Rather than listing specific targets for special treatment, introduce a general mechanism for specifying certain characteristics of a target triple. Redesign how targets are handled around this specification, including for the built-in targets. Extend the --target flag to accept a file name of a target specification. A table of the target specification flags and their meaning:

data-layout: The LLVM data layout to use. Mostly included for completeness; changing this is unlikely to be used.
link-args: Arguments to pass to the linker, unconditionally.
cpu: Default CPU to use for the target, overridable with -C target-cpu
features: Default target features to enable, augmentable with -C target-features.
dynamic-linking-available: Whether the dylib crate type is allowed.
split-stacks-supported: Whether there is runtime support that will allow LLVM's split stack prologue to function as intended.
llvm-target: What target to pass to LLVM.
relocation-model: What relocation model to use by default.
target_endian, target_word_size: Specify the strings used for the corresponding cfg variables.
code-model: Code model to pass to LLVM, overridable with -C code-model.
no-redzone: Disable use of any stack redzone, overridable with -C no-redzone

Rather than hardcoding a specific set of behaviors per-target, with no recourse for escaping them, the compiler would also use this mechanism when deciding how to build for a given target. The process would look like:

Look up the target triple in an internal map, and load that configuration if it exists. If that fails, check if the target name exists as a file, and try loading that. If the file does not exist, look up <target>.json in the RUST_TARGET_PATH, which is a colon-separated list of directories.
If -C linker is specified, use that instead of the target-specified linker.
If -C link-args is given, add those to the ones specified by the target.
If -C target-cpu is specified, replace the target cpu with it.
If -C target-feature is specified, add those to the ones specified by the target.
If -C relocation-model is specified, replace the target relocation-model with it.
If -C code-model is specified, replace the target code-model with it.
If -C no-redzone is specified, replace the target no-redzone with true.
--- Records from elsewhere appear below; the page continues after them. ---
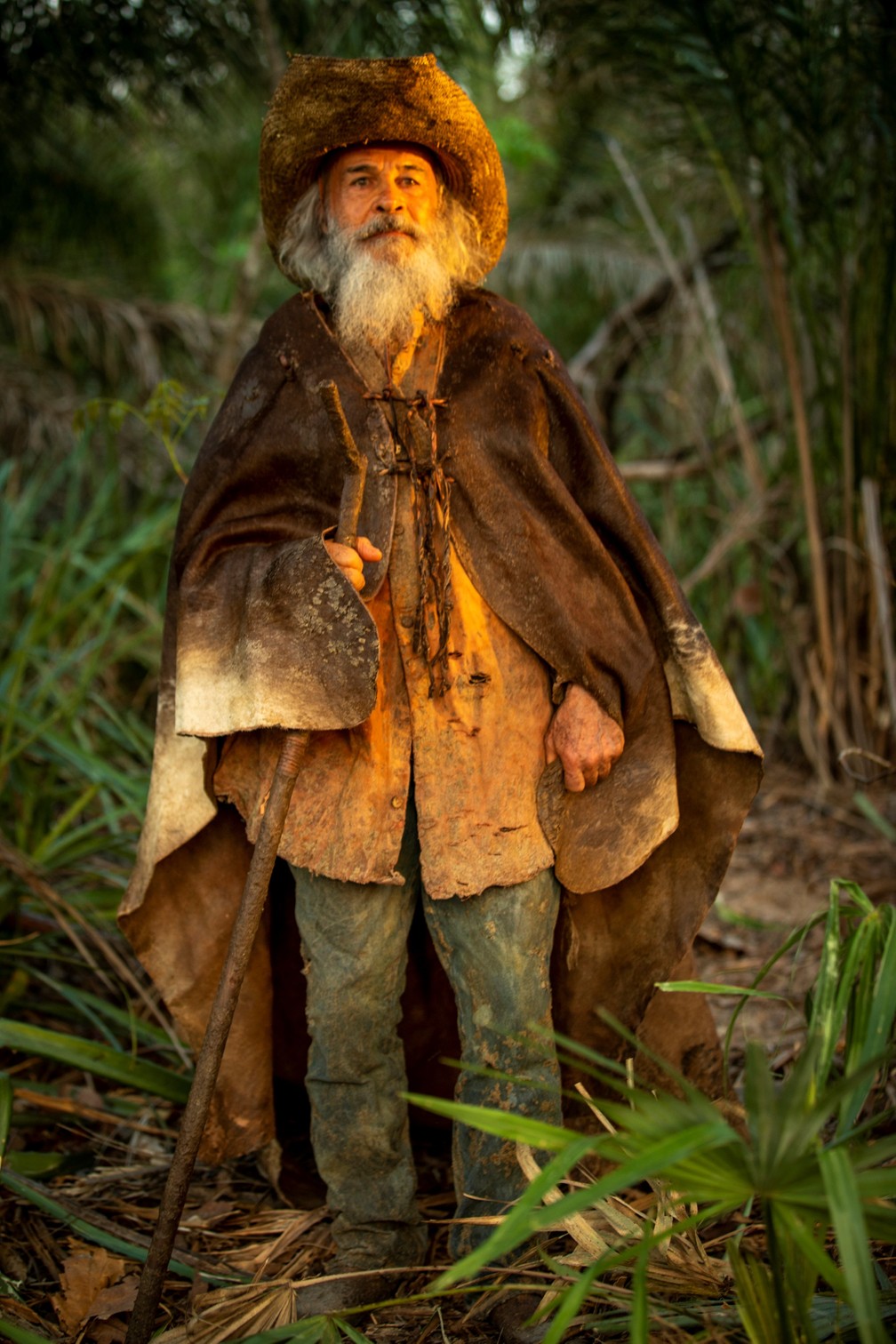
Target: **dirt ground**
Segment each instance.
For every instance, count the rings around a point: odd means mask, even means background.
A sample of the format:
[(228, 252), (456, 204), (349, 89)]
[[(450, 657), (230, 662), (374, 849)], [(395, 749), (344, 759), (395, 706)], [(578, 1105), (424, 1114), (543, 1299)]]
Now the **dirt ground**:
[[(869, 790), (879, 812), (896, 824), (896, 790)], [(697, 941), (699, 974), (723, 985), (748, 985), (764, 961), (798, 925), (822, 911), (834, 878), (856, 882), (875, 902), (896, 902), (893, 844), (865, 820), (842, 788), (822, 793), (805, 774), (785, 766), (770, 769), (748, 817), (719, 902)], [(787, 1001), (752, 1004), (737, 1023), (729, 1055), (736, 1090), (747, 1036), (759, 1039), (770, 1056), (786, 1064), (801, 1039), (801, 1003), (818, 961), (821, 927), (805, 939), (799, 954), (782, 961), (766, 981)], [(732, 996), (711, 999), (724, 1035), (735, 1004)], [(58, 1202), (66, 1220), (35, 1207), (21, 1195), (0, 1191), (0, 1335), (3, 1320), (58, 1340), (121, 1344), (133, 1304), (138, 1266), (117, 1250), (101, 1247), (73, 1219), (93, 1228), (148, 1242), (172, 1150), (176, 1113), (146, 1107), (128, 1128), (98, 1124), (103, 1098), (83, 1078), (71, 1089), (73, 1110), (56, 1117), (54, 1142), (62, 1137), (75, 1154), (70, 1175), (56, 1177), (44, 1193)], [(94, 1120), (90, 1120), (90, 1116)], [(77, 1160), (81, 1150), (82, 1161)], [(247, 1290), (247, 1310), (232, 1297), (223, 1305), (199, 1282), (191, 1286), (171, 1275), (163, 1296), (163, 1316), (176, 1327), (192, 1305), (215, 1321), (211, 1333), (191, 1339), (243, 1339), (287, 1317), (292, 1288), (286, 1281), (326, 1273), (332, 1250), (322, 1191), (316, 1180), (296, 1180), (301, 1153), (293, 1154), (292, 1183), (278, 1198), (265, 1173), (251, 1161), (199, 1169), (181, 1222), (179, 1253), (193, 1267), (222, 1267), (275, 1279)], [(420, 1150), (420, 1187), (424, 1215), (431, 1222), (431, 1265), (410, 1274), (403, 1293), (420, 1293), (437, 1266), (446, 1263), (446, 1224), (451, 1215), (446, 1145), (426, 1142)], [(287, 1176), (290, 1173), (287, 1172)], [(532, 1281), (541, 1266), (532, 1261)], [(5, 1277), (5, 1282), (4, 1282)], [(224, 1321), (240, 1318), (242, 1333), (220, 1333)], [(160, 1317), (161, 1322), (161, 1317)], [(494, 1329), (462, 1298), (403, 1302), (380, 1310), (364, 1327), (375, 1344), (488, 1344)], [(172, 1336), (172, 1341), (185, 1335)], [(594, 1335), (579, 1336), (594, 1340)]]

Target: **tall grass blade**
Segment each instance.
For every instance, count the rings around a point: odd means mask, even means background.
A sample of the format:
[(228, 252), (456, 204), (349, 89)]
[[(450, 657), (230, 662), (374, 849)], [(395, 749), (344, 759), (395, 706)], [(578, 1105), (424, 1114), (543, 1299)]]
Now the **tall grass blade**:
[(121, 1050), (110, 1050), (107, 1046), (67, 1036), (64, 1032), (47, 1031), (44, 1027), (0, 1017), (0, 1046), (40, 1055), (43, 1059), (55, 1059), (56, 1063), (67, 1064), (70, 1068), (83, 1068), (85, 1073), (98, 1074), (101, 1078), (125, 1083), (128, 1087), (179, 1105), (184, 1105), (189, 1095), (189, 1078), (163, 1064), (134, 1059)]
[(889, 1335), (880, 1320), (862, 1203), (849, 1156), (842, 1148), (829, 1148), (819, 1154), (819, 1164), (858, 1336), (862, 1344), (887, 1344)]
[[(73, 1214), (64, 1204), (44, 1193), (34, 1181), (8, 1171), (5, 1167), (0, 1171), (0, 1185), (5, 1185), (7, 1189), (12, 1191), (20, 1199), (27, 1199), (28, 1203), (35, 1204), (44, 1214), (50, 1214), (58, 1222), (70, 1227), (73, 1232), (77, 1232), (78, 1236), (83, 1236), (86, 1242), (93, 1242), (95, 1246), (105, 1246), (107, 1251), (116, 1251), (117, 1255), (126, 1255), (129, 1259), (136, 1259), (141, 1263), (149, 1254), (148, 1247), (137, 1246), (134, 1242), (129, 1242), (124, 1236), (117, 1236), (114, 1232), (107, 1232), (102, 1227), (95, 1227), (86, 1218)], [(169, 1266), (172, 1273), (180, 1274), (183, 1278), (196, 1277), (196, 1270), (183, 1261), (172, 1259), (169, 1261)]]
[(0, 1167), (7, 1153), (9, 1142), (9, 1129), (12, 1126), (12, 1081), (9, 1074), (0, 1074)]

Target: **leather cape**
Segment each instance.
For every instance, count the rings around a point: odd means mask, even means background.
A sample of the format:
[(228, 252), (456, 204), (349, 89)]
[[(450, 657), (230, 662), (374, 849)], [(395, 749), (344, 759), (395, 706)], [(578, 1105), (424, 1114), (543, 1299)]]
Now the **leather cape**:
[[(251, 853), (240, 817), (212, 793), (219, 743), (231, 732), (300, 726), (301, 571), (336, 521), (343, 484), (322, 379), (336, 382), (371, 461), (359, 531), (384, 552), (367, 567), (365, 595), (375, 593), (391, 542), (394, 441), (312, 294), (279, 308), (243, 360), (177, 524), (148, 812), (120, 921), (193, 1048)], [(447, 319), (434, 401), (463, 567), (559, 679), (588, 688), (625, 726), (625, 753), (607, 781), (566, 794), (553, 769), (540, 789), (564, 887), (556, 1028), (619, 1054), (596, 1012), (607, 1008), (704, 1090), (717, 1090), (719, 1051), (701, 997), (657, 995), (658, 1008), (654, 986), (686, 972), (759, 785), (756, 739), (560, 359), (525, 314), (485, 290), (465, 292)], [(345, 591), (334, 609), (361, 610), (339, 581)], [(207, 1160), (271, 1140), (273, 1077), (304, 1074), (290, 884), (287, 870), (275, 871), (206, 1130)], [(412, 1090), (450, 1091), (453, 1073), (434, 1062), (457, 1058), (454, 1032), (447, 984), (426, 939), (412, 938), (403, 1023)]]

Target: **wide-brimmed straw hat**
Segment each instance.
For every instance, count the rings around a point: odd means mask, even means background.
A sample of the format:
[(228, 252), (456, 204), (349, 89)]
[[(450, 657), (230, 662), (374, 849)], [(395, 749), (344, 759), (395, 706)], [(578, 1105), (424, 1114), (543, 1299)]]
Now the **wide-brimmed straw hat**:
[(390, 141), (422, 145), (437, 157), (446, 185), (480, 226), (486, 270), (494, 266), (508, 227), (501, 159), (474, 103), (433, 55), (293, 56), (265, 117), (259, 155), (262, 216), (274, 259), (290, 211), (326, 156)]

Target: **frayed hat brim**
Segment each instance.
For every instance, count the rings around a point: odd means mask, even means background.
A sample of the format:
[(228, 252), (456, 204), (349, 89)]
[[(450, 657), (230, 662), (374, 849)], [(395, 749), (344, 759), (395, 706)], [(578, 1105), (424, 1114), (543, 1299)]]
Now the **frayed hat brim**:
[(490, 270), (508, 228), (501, 159), (476, 105), (433, 55), (293, 56), (261, 140), (262, 216), (274, 258), (293, 207), (326, 156), (349, 145), (388, 142), (418, 144), (435, 155), (446, 185), (480, 227)]

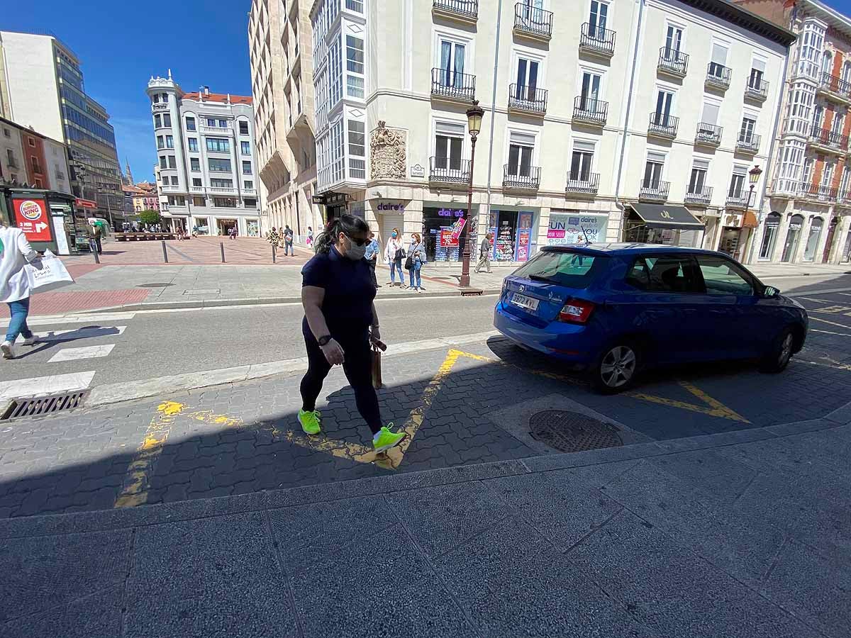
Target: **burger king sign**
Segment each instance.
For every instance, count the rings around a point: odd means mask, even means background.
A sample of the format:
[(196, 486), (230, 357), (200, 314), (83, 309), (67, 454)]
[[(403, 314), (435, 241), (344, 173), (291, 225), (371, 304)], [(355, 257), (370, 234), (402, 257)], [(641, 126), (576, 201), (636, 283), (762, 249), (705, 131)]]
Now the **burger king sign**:
[(51, 242), (50, 217), (43, 199), (14, 197), (14, 223), (30, 242)]

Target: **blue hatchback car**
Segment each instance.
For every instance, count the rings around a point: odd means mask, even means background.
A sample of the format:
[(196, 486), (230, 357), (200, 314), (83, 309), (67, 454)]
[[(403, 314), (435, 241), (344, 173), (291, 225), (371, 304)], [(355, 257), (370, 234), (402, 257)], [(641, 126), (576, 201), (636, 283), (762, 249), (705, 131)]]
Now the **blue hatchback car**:
[(722, 253), (633, 243), (546, 247), (505, 277), (494, 313), (508, 339), (586, 371), (602, 392), (657, 366), (758, 359), (780, 372), (808, 323)]

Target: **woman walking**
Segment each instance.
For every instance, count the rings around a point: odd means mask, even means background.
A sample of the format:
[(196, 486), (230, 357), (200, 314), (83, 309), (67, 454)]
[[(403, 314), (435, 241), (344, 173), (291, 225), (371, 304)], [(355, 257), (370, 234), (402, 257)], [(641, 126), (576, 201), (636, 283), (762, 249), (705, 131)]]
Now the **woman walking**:
[(405, 251), (403, 248), (402, 233), (398, 228), (394, 228), (387, 240), (387, 246), (384, 249), (384, 259), (390, 265), (390, 282), (387, 285), (396, 285), (396, 272), (399, 273), (399, 286), (404, 288), (405, 276), (402, 271), (402, 260), (405, 257)]
[(411, 235), (411, 246), (408, 249), (408, 259), (411, 260), (411, 267), (408, 269), (408, 276), (410, 278), (410, 288), (421, 293), (422, 280), (420, 276), (420, 270), (426, 263), (426, 246), (422, 242), (420, 233), (415, 232)]
[(26, 316), (30, 313), (30, 282), (24, 266), (38, 257), (20, 228), (0, 225), (0, 301), (9, 305), (9, 322), (6, 337), (0, 344), (3, 359), (14, 358), (14, 340), (24, 335), (24, 345), (36, 342)]
[(306, 434), (319, 434), (317, 398), (332, 366), (342, 365), (355, 390), (357, 412), (372, 430), (373, 447), (384, 452), (406, 434), (382, 426), (372, 385), (370, 341), (380, 341), (381, 335), (373, 303), (375, 287), (363, 259), (368, 235), (369, 226), (358, 217), (344, 214), (331, 220), (317, 237), (316, 255), (301, 269), (301, 330), (308, 363), (301, 379), (299, 423)]

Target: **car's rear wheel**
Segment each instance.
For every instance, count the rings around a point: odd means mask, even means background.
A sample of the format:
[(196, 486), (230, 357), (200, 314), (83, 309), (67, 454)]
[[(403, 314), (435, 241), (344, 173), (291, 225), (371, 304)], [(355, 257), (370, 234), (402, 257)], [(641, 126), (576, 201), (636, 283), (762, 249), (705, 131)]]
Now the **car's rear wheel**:
[(603, 350), (590, 372), (591, 386), (597, 392), (622, 392), (638, 372), (638, 349), (629, 342), (615, 343)]
[(791, 328), (785, 328), (762, 357), (760, 369), (770, 373), (783, 372), (789, 365), (794, 350), (795, 332)]

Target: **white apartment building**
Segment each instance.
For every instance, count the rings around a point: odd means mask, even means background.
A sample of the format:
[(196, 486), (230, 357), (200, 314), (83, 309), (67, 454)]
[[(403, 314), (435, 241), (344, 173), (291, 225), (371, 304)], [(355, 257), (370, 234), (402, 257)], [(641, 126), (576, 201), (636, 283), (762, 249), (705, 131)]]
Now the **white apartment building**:
[(459, 259), (477, 100), (470, 225), (497, 261), (585, 236), (747, 254), (785, 30), (722, 0), (317, 0), (311, 20), (328, 214)]
[(309, 0), (253, 0), (248, 51), (266, 232), (288, 224), (295, 241), (322, 227), (316, 193)]
[(754, 259), (851, 261), (851, 19), (817, 0), (740, 3), (798, 37)]
[(148, 97), (157, 144), (162, 215), (172, 230), (198, 235), (260, 236), (252, 99), (184, 93), (151, 77)]

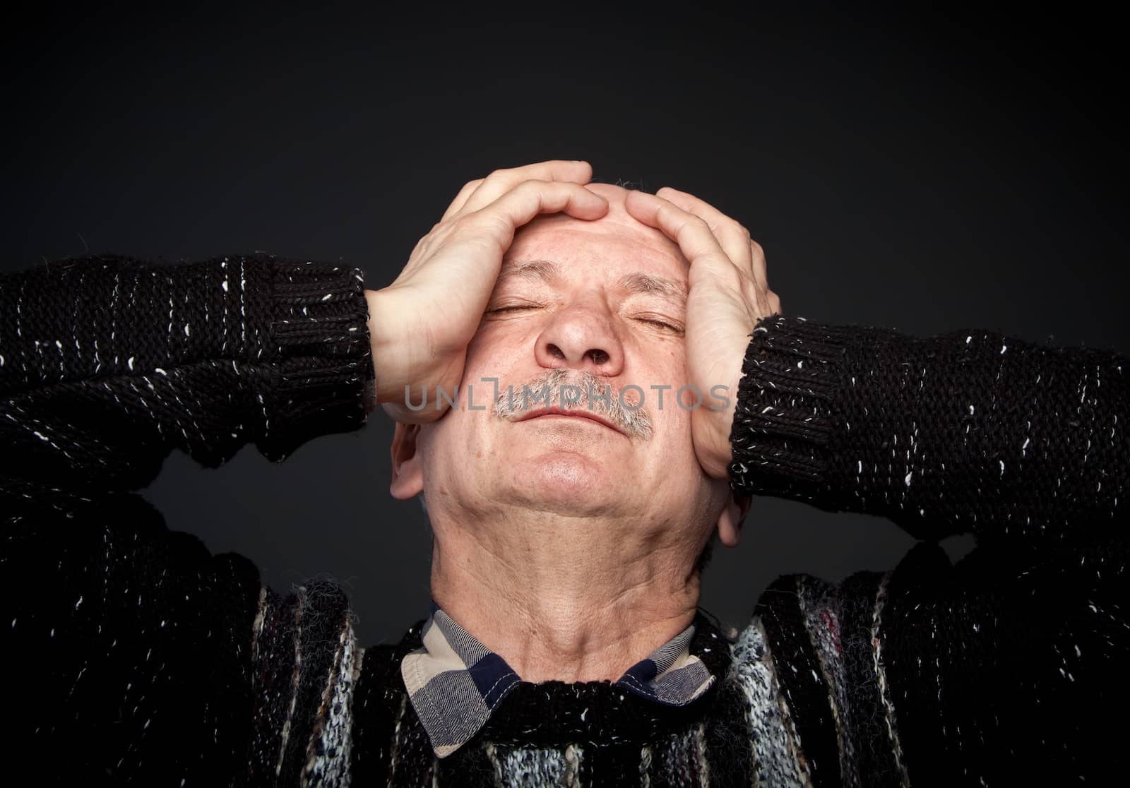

Then during compilation, this information is used at the proper places rather than matching against an enum listing the OSes we recognize. The target_os, target_family, and target_arch cfg variables would be extracted from the --target passed to rustc.

Drawbacks

More complexity. However, this is very flexible and allows one to use Rust on a new or non-standard target incredibly easy, without having to modify the compiler. rustc is the only compiler I know of that would allow that.

Alternatives

A less holistic approach would be to just allow disabling split stacks on a per-crate basis. Another solution could be adding a family of targets, <arch>-unknown-unknown, which omits all of the above complexity but does not allow extending to new targets easily.